Your stomach growled loudly; you had forgotten to eat. Again. Did you want to get up and fix something? No. But the growling was persistent and painful, and slowly you roused yourself from the stupor you had fallen into, sitting up and clutching your head. A couple of days without food and you had gained nothing but a whopper of a headache.

Slowly you made your way into the little kitchen area. You knew what resided in your cupboards, but to humor yourself you opened them anyway. There was nothing suitable for sustenance; you would have to go out to grab something.

Looking down at yourself you wondered if you had the strength to get dressed properly.

I guess we'll see.

It took an eternity to make it back to your bedroom. Your bed was calling out to you, wanting you back. And you wanted nothing more than to sink back down for another couple of hours until at last exhaustion made you sleep. But food was a must, so you pulled on a pair of jeans, faded and torn, and an oversized hoodie with the hood pulled up. You didn't bother with trying to fix your hair; who the fuck cared about it? Not you.

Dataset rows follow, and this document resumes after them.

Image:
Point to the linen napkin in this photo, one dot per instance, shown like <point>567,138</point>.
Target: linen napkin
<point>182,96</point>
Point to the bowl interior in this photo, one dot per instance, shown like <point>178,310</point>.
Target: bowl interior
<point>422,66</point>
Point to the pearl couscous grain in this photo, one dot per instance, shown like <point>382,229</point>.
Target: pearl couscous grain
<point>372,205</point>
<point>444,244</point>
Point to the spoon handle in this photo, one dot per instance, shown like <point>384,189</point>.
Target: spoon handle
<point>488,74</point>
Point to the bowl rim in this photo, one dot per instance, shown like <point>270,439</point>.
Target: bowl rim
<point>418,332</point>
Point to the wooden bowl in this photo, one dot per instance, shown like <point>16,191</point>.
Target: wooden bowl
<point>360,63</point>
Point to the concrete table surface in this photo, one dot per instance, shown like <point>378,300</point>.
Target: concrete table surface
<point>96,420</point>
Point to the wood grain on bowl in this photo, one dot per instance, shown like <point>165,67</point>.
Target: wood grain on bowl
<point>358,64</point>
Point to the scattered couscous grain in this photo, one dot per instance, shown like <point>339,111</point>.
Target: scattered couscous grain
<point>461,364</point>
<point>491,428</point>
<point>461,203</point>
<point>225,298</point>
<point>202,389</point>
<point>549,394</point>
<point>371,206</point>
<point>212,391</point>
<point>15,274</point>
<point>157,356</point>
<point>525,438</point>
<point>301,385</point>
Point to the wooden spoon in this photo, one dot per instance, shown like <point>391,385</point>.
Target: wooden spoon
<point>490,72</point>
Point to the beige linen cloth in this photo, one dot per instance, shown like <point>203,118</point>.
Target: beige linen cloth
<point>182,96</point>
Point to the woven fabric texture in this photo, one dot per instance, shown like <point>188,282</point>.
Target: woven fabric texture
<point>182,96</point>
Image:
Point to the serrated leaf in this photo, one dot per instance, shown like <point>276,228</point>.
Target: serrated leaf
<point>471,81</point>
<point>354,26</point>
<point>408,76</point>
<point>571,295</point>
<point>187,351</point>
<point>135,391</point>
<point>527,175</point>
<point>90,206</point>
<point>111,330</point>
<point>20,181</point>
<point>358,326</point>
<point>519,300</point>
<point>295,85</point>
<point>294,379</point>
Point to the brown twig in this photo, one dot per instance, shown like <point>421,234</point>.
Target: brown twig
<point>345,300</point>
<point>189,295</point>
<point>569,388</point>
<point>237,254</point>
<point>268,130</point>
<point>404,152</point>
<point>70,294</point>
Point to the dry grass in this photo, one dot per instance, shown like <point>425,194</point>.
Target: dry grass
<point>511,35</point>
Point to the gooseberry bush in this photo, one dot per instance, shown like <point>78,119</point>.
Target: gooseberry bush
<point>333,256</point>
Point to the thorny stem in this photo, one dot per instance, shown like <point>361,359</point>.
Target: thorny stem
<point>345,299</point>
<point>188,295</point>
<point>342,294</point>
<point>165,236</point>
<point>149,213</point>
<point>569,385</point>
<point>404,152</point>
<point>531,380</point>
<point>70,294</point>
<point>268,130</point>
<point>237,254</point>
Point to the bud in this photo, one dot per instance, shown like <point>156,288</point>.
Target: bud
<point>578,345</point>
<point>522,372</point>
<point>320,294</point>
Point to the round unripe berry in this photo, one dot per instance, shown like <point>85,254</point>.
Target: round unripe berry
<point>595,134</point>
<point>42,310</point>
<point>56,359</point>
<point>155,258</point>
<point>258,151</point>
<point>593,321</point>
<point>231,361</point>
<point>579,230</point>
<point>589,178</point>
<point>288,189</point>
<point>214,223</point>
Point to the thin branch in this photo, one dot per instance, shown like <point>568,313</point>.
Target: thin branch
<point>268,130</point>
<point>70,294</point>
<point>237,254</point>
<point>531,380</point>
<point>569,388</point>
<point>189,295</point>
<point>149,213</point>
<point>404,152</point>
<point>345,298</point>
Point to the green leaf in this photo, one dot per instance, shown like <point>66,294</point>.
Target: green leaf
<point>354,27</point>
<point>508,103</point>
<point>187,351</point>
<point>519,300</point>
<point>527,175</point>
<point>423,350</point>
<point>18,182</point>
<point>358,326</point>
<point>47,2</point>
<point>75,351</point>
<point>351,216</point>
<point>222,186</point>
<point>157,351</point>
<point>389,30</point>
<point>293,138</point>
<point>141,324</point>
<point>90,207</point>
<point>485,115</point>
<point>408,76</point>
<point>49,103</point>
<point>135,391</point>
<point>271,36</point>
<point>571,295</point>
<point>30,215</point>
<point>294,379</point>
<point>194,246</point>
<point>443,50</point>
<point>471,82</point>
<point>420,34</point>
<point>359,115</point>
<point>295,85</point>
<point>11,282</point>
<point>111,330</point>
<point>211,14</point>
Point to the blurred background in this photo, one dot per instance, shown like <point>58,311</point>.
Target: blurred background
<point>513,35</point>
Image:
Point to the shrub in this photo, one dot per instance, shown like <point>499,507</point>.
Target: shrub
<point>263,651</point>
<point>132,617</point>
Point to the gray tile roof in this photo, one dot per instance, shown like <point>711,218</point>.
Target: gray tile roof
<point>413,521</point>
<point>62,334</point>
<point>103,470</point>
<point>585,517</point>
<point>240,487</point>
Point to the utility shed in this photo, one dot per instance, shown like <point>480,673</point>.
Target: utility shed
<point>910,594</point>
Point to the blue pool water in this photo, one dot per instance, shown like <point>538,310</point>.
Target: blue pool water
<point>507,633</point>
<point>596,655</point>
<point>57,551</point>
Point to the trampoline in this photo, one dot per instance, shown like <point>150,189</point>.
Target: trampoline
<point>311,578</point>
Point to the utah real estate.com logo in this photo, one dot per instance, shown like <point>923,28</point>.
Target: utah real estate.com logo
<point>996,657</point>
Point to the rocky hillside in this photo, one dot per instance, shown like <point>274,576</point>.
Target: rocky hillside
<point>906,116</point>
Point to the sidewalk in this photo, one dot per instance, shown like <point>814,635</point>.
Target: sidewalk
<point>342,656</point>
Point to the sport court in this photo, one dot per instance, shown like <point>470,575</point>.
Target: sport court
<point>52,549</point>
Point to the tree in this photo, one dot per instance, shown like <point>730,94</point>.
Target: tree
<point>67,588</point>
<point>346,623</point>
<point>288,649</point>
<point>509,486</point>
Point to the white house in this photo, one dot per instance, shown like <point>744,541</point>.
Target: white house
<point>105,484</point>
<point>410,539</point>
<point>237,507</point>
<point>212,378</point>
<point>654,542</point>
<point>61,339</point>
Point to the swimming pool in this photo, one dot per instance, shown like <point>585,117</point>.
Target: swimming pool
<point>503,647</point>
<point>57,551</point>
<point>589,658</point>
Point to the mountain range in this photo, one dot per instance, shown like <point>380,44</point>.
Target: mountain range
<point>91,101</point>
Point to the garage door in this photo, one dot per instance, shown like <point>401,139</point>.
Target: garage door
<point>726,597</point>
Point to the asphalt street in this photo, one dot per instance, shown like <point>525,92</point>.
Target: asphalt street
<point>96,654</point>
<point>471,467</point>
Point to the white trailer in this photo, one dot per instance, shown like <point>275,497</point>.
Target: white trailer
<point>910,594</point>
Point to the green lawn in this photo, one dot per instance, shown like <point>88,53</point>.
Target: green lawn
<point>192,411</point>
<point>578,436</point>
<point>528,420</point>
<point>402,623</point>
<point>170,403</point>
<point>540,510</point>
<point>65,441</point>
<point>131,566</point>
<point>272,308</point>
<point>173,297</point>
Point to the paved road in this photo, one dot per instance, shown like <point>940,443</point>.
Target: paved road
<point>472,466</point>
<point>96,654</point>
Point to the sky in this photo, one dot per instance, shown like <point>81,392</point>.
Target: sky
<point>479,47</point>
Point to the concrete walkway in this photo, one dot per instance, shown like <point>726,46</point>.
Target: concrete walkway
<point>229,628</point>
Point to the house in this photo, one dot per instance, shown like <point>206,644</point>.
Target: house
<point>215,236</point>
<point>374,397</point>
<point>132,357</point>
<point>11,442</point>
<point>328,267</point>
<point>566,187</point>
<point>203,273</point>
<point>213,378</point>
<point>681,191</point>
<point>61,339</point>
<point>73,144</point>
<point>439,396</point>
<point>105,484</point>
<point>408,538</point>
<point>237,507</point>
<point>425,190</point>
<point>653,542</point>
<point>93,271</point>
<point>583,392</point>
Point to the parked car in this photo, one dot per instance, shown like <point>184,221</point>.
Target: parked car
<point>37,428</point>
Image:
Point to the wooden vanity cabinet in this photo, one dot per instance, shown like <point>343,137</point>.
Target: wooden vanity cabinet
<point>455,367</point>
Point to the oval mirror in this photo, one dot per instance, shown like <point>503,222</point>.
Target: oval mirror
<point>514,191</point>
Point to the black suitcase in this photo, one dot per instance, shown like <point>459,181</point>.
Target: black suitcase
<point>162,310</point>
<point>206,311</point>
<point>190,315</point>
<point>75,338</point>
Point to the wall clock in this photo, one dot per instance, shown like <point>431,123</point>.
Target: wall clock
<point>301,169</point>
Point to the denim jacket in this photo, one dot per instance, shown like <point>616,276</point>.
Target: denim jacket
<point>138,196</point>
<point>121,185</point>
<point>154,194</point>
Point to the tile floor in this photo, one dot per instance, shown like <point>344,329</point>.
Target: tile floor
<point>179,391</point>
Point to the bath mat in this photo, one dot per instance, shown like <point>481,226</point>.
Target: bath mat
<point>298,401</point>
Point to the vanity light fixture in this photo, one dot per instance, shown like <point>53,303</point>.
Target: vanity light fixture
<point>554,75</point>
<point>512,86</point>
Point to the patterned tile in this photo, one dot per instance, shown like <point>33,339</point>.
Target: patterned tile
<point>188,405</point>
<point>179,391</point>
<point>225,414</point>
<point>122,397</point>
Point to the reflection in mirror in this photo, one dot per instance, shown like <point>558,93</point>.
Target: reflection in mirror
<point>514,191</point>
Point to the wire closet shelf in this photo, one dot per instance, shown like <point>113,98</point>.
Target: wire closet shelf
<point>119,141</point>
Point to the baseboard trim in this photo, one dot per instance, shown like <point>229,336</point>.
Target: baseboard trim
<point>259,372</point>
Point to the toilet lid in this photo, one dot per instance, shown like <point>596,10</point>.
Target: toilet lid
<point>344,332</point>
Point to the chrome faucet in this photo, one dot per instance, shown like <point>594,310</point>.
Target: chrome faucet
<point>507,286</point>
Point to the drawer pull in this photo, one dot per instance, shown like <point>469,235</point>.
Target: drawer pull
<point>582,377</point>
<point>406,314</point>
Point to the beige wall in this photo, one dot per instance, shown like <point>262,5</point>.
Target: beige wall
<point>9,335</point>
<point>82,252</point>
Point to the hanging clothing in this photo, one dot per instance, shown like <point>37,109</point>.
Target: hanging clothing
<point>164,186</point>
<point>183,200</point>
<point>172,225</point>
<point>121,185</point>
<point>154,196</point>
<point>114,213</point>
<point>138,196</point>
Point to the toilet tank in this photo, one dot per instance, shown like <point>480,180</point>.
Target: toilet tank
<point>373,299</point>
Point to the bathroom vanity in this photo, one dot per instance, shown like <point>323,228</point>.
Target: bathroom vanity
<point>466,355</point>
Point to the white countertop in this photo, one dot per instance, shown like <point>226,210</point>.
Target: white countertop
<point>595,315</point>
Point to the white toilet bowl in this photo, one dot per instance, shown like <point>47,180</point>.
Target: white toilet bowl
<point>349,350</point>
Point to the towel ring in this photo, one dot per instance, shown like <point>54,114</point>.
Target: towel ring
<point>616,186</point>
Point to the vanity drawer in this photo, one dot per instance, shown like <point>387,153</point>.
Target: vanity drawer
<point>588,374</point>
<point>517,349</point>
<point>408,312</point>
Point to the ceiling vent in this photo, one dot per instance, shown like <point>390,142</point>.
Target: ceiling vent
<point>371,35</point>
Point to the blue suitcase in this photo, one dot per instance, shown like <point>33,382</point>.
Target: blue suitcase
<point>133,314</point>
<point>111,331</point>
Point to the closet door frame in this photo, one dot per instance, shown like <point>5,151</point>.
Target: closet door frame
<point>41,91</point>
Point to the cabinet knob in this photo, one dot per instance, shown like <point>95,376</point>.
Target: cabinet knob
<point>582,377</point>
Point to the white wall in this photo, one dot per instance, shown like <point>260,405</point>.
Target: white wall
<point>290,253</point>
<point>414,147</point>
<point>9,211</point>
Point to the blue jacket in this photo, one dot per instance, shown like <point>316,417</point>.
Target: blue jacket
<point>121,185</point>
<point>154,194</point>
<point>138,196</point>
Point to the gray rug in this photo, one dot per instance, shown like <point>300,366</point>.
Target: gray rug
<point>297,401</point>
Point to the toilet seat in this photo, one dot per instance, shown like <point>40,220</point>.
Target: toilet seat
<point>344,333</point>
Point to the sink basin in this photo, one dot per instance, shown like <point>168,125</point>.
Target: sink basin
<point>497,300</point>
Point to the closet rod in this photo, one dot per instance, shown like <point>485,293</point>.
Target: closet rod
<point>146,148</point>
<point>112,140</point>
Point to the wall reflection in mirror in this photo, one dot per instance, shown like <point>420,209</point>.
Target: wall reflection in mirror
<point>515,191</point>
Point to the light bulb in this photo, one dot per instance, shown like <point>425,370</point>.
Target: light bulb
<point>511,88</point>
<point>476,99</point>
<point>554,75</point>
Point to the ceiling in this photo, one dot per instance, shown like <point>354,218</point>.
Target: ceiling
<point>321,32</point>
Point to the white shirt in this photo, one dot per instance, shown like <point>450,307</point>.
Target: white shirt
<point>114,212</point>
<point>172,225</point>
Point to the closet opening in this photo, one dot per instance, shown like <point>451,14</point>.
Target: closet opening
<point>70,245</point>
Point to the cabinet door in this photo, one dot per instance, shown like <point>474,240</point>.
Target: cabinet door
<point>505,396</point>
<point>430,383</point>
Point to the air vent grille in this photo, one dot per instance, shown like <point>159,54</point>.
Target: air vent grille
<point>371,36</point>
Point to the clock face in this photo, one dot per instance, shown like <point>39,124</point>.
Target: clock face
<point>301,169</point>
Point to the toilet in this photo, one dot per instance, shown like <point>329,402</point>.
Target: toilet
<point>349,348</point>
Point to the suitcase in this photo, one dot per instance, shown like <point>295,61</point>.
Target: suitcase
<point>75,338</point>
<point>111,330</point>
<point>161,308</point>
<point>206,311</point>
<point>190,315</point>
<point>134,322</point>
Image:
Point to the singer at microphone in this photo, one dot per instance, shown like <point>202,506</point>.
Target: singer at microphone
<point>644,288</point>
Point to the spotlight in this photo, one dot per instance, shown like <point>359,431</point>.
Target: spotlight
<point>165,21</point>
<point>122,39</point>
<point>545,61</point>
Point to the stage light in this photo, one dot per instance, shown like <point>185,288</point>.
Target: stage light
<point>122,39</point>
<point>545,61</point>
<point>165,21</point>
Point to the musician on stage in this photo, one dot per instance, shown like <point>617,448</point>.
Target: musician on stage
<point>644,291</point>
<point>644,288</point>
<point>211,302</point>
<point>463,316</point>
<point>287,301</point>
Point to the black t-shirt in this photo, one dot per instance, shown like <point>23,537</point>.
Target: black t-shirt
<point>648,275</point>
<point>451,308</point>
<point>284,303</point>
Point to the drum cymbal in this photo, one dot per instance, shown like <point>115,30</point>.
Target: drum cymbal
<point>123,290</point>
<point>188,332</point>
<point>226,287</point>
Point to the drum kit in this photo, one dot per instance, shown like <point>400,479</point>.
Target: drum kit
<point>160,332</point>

You glanced in the mirror and immediately hated the being staring back at you. Heavy bags under the eyes, a sallow expression across the face. Eyes that had known horrors, had seen too many days of feeling numb to the world.

Slipping into a pair of shoes you swallowed hard, realizing that going out into public was probably the worst idea you could come up with, but you weren't giving yourself much of a choice.

Besides, even if you ran into someone that you knew, you would simply pass it off as the flu. It was flu season after all, and considering how awful you knew you looked, it would be an easy thing to pass along.

●■●■●

The air was crisp but not too cold. Perfect for walking down to the corner store alone. It was dark, but you found no reason to care. A bell dinged overhead as you stepped into the shop, but the cashier didn't even look up from whatever they were doing to acknowledge you. And really, that suited you just fine.

A slight frown on your face you wandered the aisles aimlessly, stopping at a display of pre-made sandwiches and salads and all the deli sort of things that you typically wouldn't have bought. But for not having any food in some time, you guessed that something nutritious was in order. As bland as it was going to be.